No district in our state has quite reached the boiling point, but a similar course has been given serious contemplation. In August, Colorado Springs School District 11 superintendent Nicholas Gledich publicly announced his intentions to get a three-year waiver from PARCC. District 11 leaders backed away from the idea when the Colorado Commissioner of Education voiced his opinion that no such waiver is allowed.
Colorado Children’s Campaign President Chris Watney, the only panelist to appear before the Jeffco board in person, believes Common Core has raised the state’s academic bar and is essential to provide equitable educational opportunities to the state’s most disadvantaged students. “This ensures every child across the state has the same opportunity to be held to the same high standards,” she told the board.
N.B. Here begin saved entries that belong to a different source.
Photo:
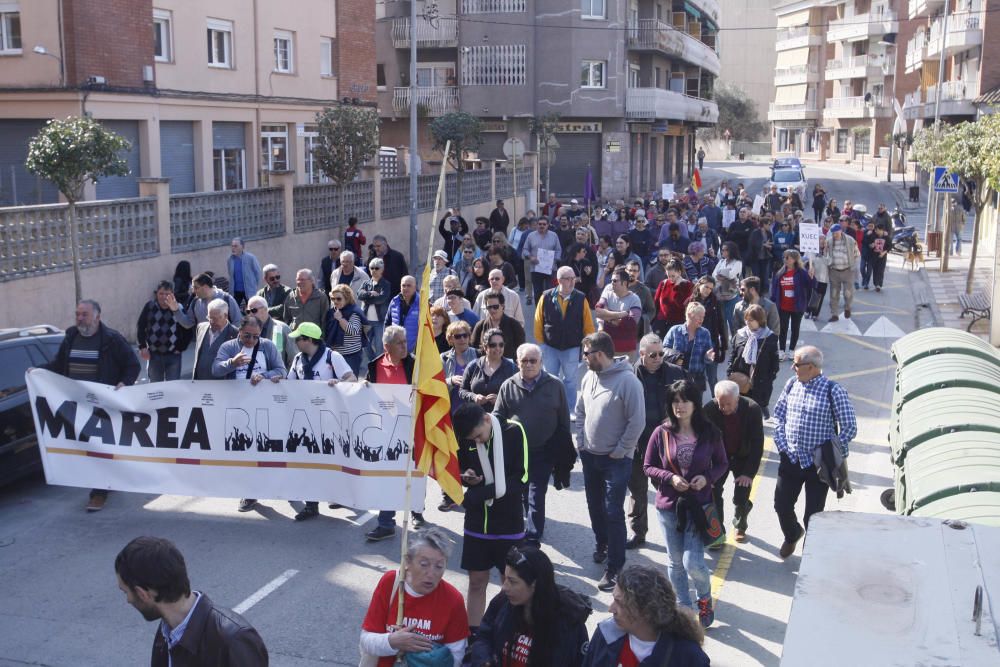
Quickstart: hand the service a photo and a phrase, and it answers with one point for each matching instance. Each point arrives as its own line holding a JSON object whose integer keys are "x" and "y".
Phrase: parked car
{"x": 20, "y": 349}
{"x": 788, "y": 180}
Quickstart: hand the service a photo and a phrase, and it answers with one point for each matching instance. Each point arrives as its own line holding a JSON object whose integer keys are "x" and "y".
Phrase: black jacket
{"x": 746, "y": 460}
{"x": 408, "y": 362}
{"x": 214, "y": 637}
{"x": 505, "y": 515}
{"x": 569, "y": 639}
{"x": 116, "y": 361}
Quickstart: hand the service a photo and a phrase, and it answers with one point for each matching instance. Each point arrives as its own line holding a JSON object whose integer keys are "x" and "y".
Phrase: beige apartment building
{"x": 212, "y": 96}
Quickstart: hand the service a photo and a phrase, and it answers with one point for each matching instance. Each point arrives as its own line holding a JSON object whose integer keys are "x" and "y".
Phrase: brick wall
{"x": 354, "y": 49}
{"x": 109, "y": 38}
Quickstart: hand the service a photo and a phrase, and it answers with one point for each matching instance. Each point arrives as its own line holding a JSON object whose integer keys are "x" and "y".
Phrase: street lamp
{"x": 42, "y": 51}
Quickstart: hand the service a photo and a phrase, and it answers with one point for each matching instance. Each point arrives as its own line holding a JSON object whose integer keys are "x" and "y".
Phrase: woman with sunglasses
{"x": 532, "y": 621}
{"x": 483, "y": 377}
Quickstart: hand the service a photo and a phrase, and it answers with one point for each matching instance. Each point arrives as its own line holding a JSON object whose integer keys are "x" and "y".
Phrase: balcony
{"x": 648, "y": 104}
{"x": 862, "y": 26}
{"x": 431, "y": 101}
{"x": 965, "y": 31}
{"x": 854, "y": 107}
{"x": 807, "y": 111}
{"x": 796, "y": 74}
{"x": 956, "y": 98}
{"x": 795, "y": 38}
{"x": 661, "y": 37}
{"x": 856, "y": 67}
{"x": 442, "y": 34}
{"x": 923, "y": 7}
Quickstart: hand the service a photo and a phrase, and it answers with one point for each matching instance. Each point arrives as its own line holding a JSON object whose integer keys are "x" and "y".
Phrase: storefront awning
{"x": 792, "y": 58}
{"x": 794, "y": 19}
{"x": 784, "y": 95}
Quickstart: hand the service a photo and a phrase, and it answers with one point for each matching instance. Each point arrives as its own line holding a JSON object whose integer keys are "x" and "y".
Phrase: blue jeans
{"x": 605, "y": 481}
{"x": 685, "y": 557}
{"x": 568, "y": 361}
{"x": 533, "y": 499}
{"x": 164, "y": 366}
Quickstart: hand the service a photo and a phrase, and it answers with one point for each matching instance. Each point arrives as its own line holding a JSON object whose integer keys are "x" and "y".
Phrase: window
{"x": 10, "y": 29}
{"x": 284, "y": 56}
{"x": 593, "y": 9}
{"x": 592, "y": 74}
{"x": 230, "y": 168}
{"x": 494, "y": 65}
{"x": 326, "y": 56}
{"x": 841, "y": 141}
{"x": 162, "y": 47}
{"x": 220, "y": 43}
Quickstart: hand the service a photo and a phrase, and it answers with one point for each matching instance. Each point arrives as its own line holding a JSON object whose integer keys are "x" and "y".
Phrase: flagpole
{"x": 404, "y": 542}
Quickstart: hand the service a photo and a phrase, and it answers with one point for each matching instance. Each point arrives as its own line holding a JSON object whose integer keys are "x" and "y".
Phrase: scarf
{"x": 750, "y": 350}
{"x": 498, "y": 462}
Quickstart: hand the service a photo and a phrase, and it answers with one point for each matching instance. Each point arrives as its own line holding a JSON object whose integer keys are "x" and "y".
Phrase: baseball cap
{"x": 309, "y": 330}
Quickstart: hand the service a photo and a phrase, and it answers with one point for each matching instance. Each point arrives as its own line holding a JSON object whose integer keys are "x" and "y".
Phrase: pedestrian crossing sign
{"x": 944, "y": 180}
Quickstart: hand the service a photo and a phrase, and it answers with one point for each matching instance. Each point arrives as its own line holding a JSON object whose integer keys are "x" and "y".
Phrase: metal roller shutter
{"x": 228, "y": 135}
{"x": 576, "y": 152}
{"x": 18, "y": 186}
{"x": 120, "y": 187}
{"x": 177, "y": 154}
{"x": 492, "y": 148}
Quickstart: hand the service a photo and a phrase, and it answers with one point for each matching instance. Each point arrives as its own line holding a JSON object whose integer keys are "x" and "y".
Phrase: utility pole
{"x": 414, "y": 257}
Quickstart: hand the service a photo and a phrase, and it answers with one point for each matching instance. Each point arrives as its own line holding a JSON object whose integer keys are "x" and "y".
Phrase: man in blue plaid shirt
{"x": 804, "y": 420}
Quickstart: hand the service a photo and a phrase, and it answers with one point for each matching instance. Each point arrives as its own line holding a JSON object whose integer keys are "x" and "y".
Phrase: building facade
{"x": 630, "y": 79}
{"x": 212, "y": 96}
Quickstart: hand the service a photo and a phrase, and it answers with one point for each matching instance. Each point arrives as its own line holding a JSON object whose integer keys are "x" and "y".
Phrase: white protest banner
{"x": 809, "y": 238}
{"x": 291, "y": 440}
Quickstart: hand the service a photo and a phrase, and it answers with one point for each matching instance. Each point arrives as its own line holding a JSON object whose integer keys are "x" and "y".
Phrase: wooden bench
{"x": 978, "y": 305}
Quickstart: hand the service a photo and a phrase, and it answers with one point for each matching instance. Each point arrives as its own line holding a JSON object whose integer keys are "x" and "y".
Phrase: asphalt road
{"x": 61, "y": 605}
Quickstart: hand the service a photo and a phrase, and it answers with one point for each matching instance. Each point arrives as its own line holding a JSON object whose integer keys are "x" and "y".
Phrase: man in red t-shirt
{"x": 393, "y": 366}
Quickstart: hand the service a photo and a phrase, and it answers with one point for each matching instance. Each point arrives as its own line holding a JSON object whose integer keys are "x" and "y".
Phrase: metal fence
{"x": 316, "y": 206}
{"x": 211, "y": 219}
{"x": 35, "y": 240}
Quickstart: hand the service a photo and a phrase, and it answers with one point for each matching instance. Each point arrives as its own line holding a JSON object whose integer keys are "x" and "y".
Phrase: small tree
{"x": 544, "y": 127}
{"x": 464, "y": 131}
{"x": 70, "y": 153}
{"x": 348, "y": 139}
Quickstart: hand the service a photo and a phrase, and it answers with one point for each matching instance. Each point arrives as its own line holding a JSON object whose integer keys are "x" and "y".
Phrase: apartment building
{"x": 835, "y": 77}
{"x": 212, "y": 96}
{"x": 954, "y": 64}
{"x": 631, "y": 79}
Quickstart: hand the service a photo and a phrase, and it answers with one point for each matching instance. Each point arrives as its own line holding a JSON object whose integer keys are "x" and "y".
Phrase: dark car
{"x": 20, "y": 349}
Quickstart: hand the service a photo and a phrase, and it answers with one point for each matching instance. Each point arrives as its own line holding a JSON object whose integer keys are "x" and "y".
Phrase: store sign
{"x": 579, "y": 128}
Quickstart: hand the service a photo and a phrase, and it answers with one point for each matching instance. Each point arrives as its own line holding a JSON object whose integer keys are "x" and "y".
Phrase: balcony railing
{"x": 654, "y": 103}
{"x": 443, "y": 33}
{"x": 432, "y": 100}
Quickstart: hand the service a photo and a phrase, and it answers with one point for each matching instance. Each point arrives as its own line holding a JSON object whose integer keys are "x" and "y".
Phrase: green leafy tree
{"x": 348, "y": 138}
{"x": 737, "y": 113}
{"x": 970, "y": 151}
{"x": 71, "y": 153}
{"x": 464, "y": 131}
{"x": 544, "y": 127}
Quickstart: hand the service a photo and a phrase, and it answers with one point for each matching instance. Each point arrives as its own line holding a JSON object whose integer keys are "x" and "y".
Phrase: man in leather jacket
{"x": 192, "y": 631}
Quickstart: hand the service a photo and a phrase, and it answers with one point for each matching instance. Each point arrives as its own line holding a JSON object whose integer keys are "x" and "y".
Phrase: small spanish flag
{"x": 434, "y": 444}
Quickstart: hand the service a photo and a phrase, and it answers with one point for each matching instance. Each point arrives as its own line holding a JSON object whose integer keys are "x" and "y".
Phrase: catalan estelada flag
{"x": 434, "y": 445}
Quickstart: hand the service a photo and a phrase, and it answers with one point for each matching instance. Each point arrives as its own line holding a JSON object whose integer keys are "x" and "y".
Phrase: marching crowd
{"x": 635, "y": 309}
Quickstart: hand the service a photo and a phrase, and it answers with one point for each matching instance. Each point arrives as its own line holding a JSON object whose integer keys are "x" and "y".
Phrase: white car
{"x": 788, "y": 181}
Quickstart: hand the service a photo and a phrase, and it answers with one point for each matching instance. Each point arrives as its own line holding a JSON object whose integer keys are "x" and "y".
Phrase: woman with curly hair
{"x": 532, "y": 621}
{"x": 646, "y": 625}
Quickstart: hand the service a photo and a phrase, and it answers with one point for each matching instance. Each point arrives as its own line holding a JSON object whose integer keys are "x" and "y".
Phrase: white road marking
{"x": 263, "y": 592}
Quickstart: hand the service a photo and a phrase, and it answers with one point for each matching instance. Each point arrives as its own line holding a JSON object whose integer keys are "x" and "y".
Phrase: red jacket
{"x": 671, "y": 299}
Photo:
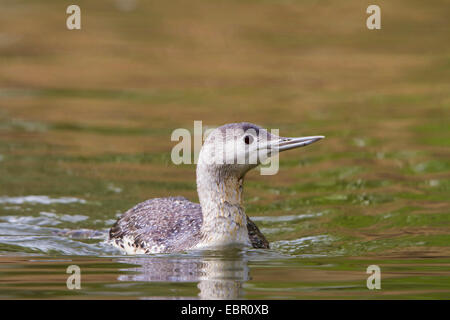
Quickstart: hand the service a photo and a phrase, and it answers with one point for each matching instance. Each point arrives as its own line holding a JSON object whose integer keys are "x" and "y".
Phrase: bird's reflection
{"x": 220, "y": 275}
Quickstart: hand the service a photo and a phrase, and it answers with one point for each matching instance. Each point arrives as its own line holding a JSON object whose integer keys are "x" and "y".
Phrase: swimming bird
{"x": 175, "y": 224}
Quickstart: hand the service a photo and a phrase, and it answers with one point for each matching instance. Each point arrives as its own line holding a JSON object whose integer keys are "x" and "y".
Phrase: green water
{"x": 85, "y": 124}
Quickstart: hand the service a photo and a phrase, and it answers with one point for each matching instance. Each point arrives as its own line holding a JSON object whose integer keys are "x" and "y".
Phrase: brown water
{"x": 86, "y": 118}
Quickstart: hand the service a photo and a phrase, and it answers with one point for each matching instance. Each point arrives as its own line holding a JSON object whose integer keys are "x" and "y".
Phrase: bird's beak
{"x": 290, "y": 143}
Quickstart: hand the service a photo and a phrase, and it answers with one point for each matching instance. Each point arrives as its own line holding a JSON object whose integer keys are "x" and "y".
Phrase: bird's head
{"x": 238, "y": 147}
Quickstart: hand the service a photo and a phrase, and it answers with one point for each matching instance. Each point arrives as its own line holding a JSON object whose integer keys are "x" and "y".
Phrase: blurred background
{"x": 86, "y": 117}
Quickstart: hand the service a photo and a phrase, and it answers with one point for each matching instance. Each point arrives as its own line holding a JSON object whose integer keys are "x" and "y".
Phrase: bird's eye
{"x": 248, "y": 139}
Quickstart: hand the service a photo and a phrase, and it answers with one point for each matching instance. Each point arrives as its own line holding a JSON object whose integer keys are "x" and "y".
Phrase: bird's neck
{"x": 224, "y": 218}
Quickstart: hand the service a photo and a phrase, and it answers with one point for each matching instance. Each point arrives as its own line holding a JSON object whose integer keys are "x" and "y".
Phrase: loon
{"x": 175, "y": 224}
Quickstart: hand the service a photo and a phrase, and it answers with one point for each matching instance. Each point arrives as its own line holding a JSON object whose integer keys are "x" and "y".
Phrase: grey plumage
{"x": 167, "y": 225}
{"x": 176, "y": 224}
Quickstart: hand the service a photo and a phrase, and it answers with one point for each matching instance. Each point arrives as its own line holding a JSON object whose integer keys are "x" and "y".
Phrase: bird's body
{"x": 174, "y": 224}
{"x": 167, "y": 225}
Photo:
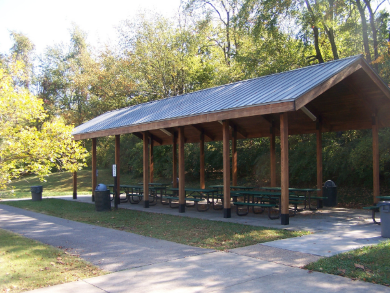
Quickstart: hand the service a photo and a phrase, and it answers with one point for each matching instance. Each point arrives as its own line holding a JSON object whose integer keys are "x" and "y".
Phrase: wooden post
{"x": 118, "y": 164}
{"x": 202, "y": 166}
{"x": 319, "y": 157}
{"x": 146, "y": 168}
{"x": 284, "y": 171}
{"x": 94, "y": 177}
{"x": 174, "y": 159}
{"x": 375, "y": 157}
{"x": 151, "y": 160}
{"x": 234, "y": 156}
{"x": 273, "y": 156}
{"x": 182, "y": 195}
{"x": 74, "y": 185}
{"x": 226, "y": 169}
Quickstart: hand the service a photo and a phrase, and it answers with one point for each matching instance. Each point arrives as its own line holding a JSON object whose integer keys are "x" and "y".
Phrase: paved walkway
{"x": 144, "y": 264}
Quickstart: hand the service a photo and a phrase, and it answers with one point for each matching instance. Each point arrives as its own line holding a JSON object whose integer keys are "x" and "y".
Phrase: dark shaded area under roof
{"x": 344, "y": 94}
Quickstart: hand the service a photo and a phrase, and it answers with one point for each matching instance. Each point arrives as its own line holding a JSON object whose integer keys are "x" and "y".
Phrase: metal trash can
{"x": 102, "y": 198}
{"x": 384, "y": 209}
{"x": 329, "y": 190}
{"x": 36, "y": 192}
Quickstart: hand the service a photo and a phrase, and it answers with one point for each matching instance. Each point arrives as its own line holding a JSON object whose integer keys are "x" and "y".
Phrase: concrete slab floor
{"x": 223, "y": 272}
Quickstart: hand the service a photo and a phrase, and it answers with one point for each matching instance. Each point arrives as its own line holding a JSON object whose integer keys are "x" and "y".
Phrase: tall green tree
{"x": 27, "y": 143}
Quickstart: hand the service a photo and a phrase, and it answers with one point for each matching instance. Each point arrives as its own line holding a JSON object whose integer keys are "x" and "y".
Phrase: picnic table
{"x": 156, "y": 188}
{"x": 131, "y": 191}
{"x": 195, "y": 195}
{"x": 219, "y": 188}
{"x": 384, "y": 197}
{"x": 262, "y": 200}
{"x": 306, "y": 193}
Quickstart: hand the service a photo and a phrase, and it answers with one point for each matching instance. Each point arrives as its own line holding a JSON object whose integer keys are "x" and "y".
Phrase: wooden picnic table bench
{"x": 193, "y": 199}
{"x": 307, "y": 193}
{"x": 136, "y": 191}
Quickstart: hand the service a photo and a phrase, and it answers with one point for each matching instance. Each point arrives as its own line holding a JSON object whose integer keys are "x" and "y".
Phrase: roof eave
{"x": 263, "y": 109}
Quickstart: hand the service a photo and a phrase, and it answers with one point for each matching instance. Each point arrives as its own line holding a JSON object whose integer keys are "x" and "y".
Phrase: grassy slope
{"x": 26, "y": 264}
{"x": 369, "y": 263}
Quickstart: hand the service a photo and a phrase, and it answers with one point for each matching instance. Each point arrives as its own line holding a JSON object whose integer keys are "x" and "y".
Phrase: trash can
{"x": 329, "y": 190}
{"x": 102, "y": 198}
{"x": 384, "y": 209}
{"x": 36, "y": 192}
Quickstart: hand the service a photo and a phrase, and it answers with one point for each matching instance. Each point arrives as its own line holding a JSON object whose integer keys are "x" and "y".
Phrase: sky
{"x": 47, "y": 22}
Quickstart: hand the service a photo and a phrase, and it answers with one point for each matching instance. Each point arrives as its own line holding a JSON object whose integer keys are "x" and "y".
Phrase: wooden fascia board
{"x": 376, "y": 79}
{"x": 239, "y": 129}
{"x": 201, "y": 130}
{"x": 205, "y": 118}
{"x": 156, "y": 139}
{"x": 318, "y": 90}
{"x": 139, "y": 135}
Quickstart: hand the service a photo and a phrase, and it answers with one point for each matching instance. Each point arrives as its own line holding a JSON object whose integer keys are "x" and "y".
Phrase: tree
{"x": 27, "y": 143}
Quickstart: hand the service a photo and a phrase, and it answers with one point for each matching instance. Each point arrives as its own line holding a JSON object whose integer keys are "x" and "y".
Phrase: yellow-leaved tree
{"x": 28, "y": 143}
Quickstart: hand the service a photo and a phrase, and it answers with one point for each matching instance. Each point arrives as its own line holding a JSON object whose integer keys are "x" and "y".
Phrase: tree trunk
{"x": 330, "y": 31}
{"x": 374, "y": 32}
{"x": 364, "y": 28}
{"x": 315, "y": 32}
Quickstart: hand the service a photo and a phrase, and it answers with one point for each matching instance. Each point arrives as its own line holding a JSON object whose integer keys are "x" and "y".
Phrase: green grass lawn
{"x": 27, "y": 264}
{"x": 190, "y": 231}
{"x": 370, "y": 264}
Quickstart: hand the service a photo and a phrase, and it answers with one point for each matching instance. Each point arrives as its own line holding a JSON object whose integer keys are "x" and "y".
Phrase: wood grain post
{"x": 226, "y": 169}
{"x": 151, "y": 169}
{"x": 234, "y": 156}
{"x": 74, "y": 185}
{"x": 284, "y": 169}
{"x": 118, "y": 166}
{"x": 375, "y": 158}
{"x": 202, "y": 165}
{"x": 273, "y": 156}
{"x": 319, "y": 158}
{"x": 94, "y": 169}
{"x": 182, "y": 194}
{"x": 174, "y": 160}
{"x": 146, "y": 168}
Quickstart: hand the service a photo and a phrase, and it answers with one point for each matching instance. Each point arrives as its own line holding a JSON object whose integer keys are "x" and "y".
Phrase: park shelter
{"x": 340, "y": 95}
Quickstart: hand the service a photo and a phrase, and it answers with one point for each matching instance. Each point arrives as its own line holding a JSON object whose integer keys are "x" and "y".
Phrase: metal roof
{"x": 270, "y": 89}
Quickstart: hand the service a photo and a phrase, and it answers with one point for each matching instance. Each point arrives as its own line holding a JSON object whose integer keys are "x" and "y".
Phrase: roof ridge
{"x": 241, "y": 81}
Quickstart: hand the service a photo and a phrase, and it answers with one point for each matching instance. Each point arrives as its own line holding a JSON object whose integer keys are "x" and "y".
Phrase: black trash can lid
{"x": 383, "y": 203}
{"x": 329, "y": 183}
{"x": 101, "y": 187}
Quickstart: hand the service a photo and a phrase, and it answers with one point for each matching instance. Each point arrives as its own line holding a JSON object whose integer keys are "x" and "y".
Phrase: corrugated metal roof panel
{"x": 275, "y": 88}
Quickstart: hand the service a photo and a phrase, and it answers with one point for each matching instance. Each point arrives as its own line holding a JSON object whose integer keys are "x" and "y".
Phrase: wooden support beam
{"x": 118, "y": 163}
{"x": 202, "y": 164}
{"x": 226, "y": 169}
{"x": 182, "y": 194}
{"x": 94, "y": 169}
{"x": 273, "y": 155}
{"x": 151, "y": 168}
{"x": 74, "y": 185}
{"x": 284, "y": 169}
{"x": 375, "y": 157}
{"x": 146, "y": 168}
{"x": 234, "y": 156}
{"x": 205, "y": 133}
{"x": 174, "y": 160}
{"x": 319, "y": 157}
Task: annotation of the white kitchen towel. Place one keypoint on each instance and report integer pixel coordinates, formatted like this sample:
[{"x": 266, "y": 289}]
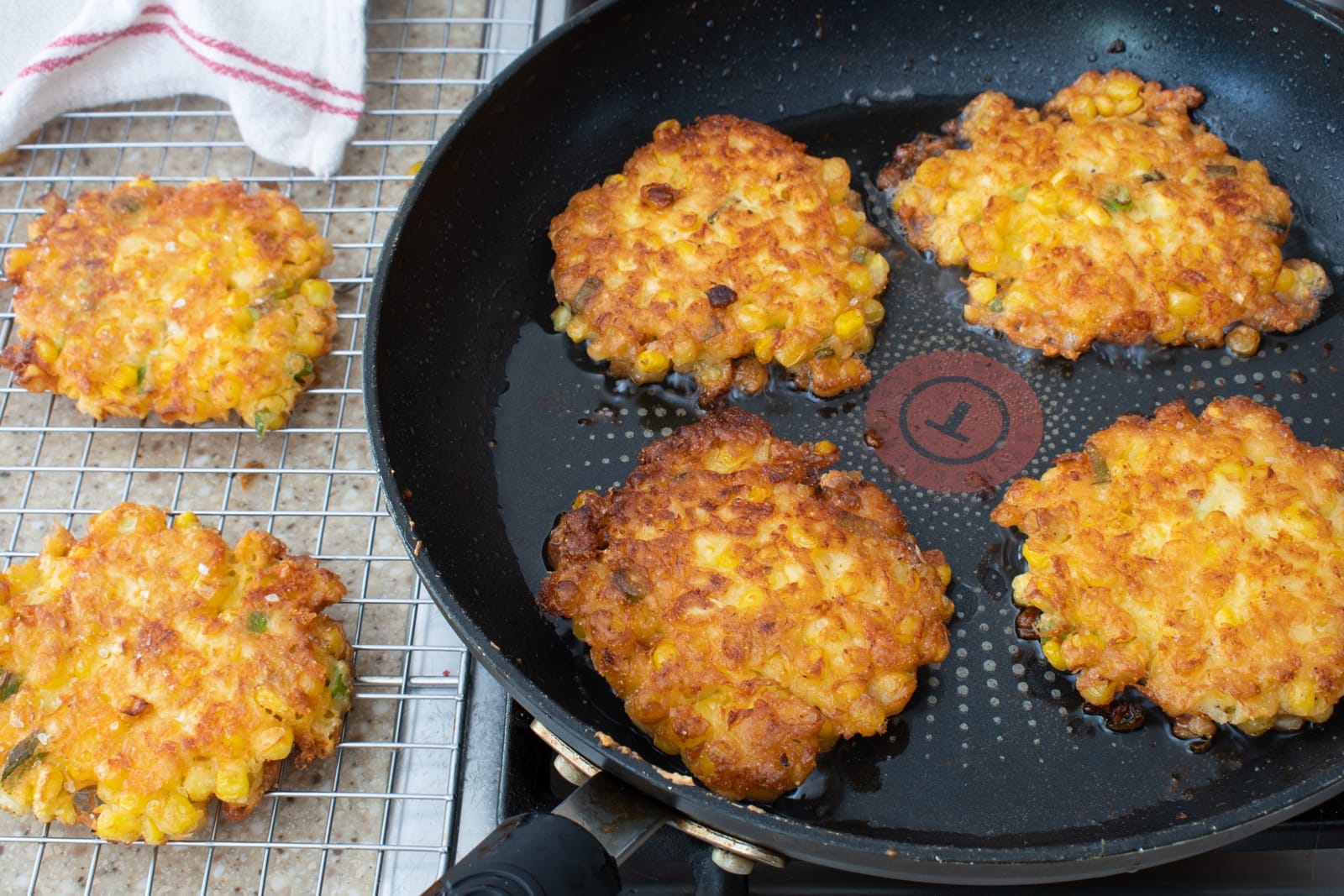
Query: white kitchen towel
[{"x": 291, "y": 71}]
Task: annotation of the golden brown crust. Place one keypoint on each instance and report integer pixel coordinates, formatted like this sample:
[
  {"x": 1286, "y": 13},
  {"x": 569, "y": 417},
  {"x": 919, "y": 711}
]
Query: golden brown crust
[
  {"x": 748, "y": 607},
  {"x": 154, "y": 667},
  {"x": 1108, "y": 215},
  {"x": 183, "y": 302},
  {"x": 719, "y": 249},
  {"x": 1196, "y": 560}
]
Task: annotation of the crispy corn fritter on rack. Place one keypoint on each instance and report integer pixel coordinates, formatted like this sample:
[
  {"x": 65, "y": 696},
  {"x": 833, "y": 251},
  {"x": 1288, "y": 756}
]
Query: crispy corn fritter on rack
[
  {"x": 185, "y": 302},
  {"x": 1196, "y": 560},
  {"x": 748, "y": 607},
  {"x": 719, "y": 249},
  {"x": 147, "y": 668},
  {"x": 1108, "y": 215}
]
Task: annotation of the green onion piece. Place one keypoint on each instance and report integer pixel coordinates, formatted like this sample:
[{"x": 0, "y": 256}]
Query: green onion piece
[
  {"x": 264, "y": 421},
  {"x": 340, "y": 688},
  {"x": 20, "y": 755},
  {"x": 10, "y": 683},
  {"x": 1101, "y": 473}
]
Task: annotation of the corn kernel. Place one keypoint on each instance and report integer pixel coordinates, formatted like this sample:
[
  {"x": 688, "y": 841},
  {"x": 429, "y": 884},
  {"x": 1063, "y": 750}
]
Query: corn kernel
[
  {"x": 1099, "y": 694},
  {"x": 199, "y": 782},
  {"x": 750, "y": 317},
  {"x": 1097, "y": 214},
  {"x": 175, "y": 815},
  {"x": 1082, "y": 109},
  {"x": 858, "y": 280},
  {"x": 848, "y": 324},
  {"x": 1122, "y": 87},
  {"x": 127, "y": 376},
  {"x": 1285, "y": 281}
]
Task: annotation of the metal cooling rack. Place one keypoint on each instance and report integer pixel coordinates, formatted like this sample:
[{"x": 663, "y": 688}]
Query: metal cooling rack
[{"x": 378, "y": 815}]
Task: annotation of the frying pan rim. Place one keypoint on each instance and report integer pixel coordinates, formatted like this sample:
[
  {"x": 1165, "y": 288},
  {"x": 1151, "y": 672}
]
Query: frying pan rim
[{"x": 833, "y": 848}]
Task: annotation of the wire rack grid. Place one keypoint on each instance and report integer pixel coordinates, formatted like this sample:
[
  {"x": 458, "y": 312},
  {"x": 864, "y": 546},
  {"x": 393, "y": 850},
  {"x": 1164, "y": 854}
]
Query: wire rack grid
[{"x": 378, "y": 815}]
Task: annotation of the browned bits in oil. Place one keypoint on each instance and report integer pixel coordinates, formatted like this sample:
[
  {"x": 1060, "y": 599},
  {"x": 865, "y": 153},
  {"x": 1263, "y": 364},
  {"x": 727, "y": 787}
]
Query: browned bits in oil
[
  {"x": 722, "y": 296},
  {"x": 1243, "y": 340},
  {"x": 1026, "y": 624},
  {"x": 658, "y": 195}
]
Watney and board member Lesley Dahlkemper both urged caution before jumping to any action and said the Jeffco board should wait for the work of the legislatively appointed Standards and Assessment Task Force to conclude. Created by House Bill 1202, the 15-member task force (including Jeffco Chief Academic Officer Dr. Syna Morgan) is studying the “implications of the statewide assessment system” and is supposed to make recommendations how best that system could be revised or replaced.
Board Chairman Ken Witt called for “some time of deeper dialogue” on Jeffco’s overall assessment strategy.. Director John Newkirk said he had concerns about unknown fiscal impacts of taking a different course around standards and testing, but that the constituents he had heard from overwhelmingly were concerned that curriculum would continue to be narrowed into a federally-mandated, one-size-fits-all model.
While Fordham Foundation’s Brickman rejects the effort to try to scrap PARCC tests, he suggested that the Jeffco board didn’t need to settle on Common Core as the highest
standards to set for students. “If there are specific ways that you as a state or you as a
school district can go above and beyond, then by all means, you should absolutely do that,”
Some members of the State Board of Education also have been contemplating ways to give local districts more flexibility around testing while staying true to Colorado’s school accountability system. An extensive discussion with key Colorado Department of Education staff members took place at the September 10 meeting. Most believe it will take action from the state legislature to untie the curriculum, testing, standards knot.